Introduction
L'utilisation d'antimicrobiens chez les animaux est jugée nécessaire pour traiter les infections et maintenir leur santé et, finalement, leur bien, mais quand il s'agit d'animaux de production tels que les porcs, y a-t-il une dépendance excessive à l'égard de son utilisation pour couvrir des déficits de management, d’environnement ou de biosécurité ? La perception du public est-elle en train de changer ? Est-il opportun de revoir et de modifier l'utilisation des antimicrobiens en production porcine?

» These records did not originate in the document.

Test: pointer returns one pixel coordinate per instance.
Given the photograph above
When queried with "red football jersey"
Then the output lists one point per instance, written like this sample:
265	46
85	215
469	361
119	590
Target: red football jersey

La Commission Européenne est en train d’examiner et de consulter sur l’utilisation des antimicrobiens en médecine vétérinaire à la suite de la publication de son programme en 12 points (CE, 2011), ce qui peut nous donner une idée de l'endroit où les choses peuvent aller. Il y a une intense activité politique en marche avec certains Etats membres (EM), particulièrement actifs dans le contrôle (Danemark) ou la réduction de l'utilisation d'antibiotiques (Pays-Bas) interdisant l'utilisation de prémélanges et certains ont volontairement limité l'utilisation des céphalosporines de 3ème et 4ème génération (Danemark, Suède, France) et les fluoroquinolones (Danemark). Le Parlement Européen a appelé à une interdiction de l'utilisation des antibiotiques à titre préventif, mais ne définit pas précisément la notion d '«usage préventif". Doit-il se limiter à l’usage vétérinaire seulement ? Qu'en est-il de l'usage médical ?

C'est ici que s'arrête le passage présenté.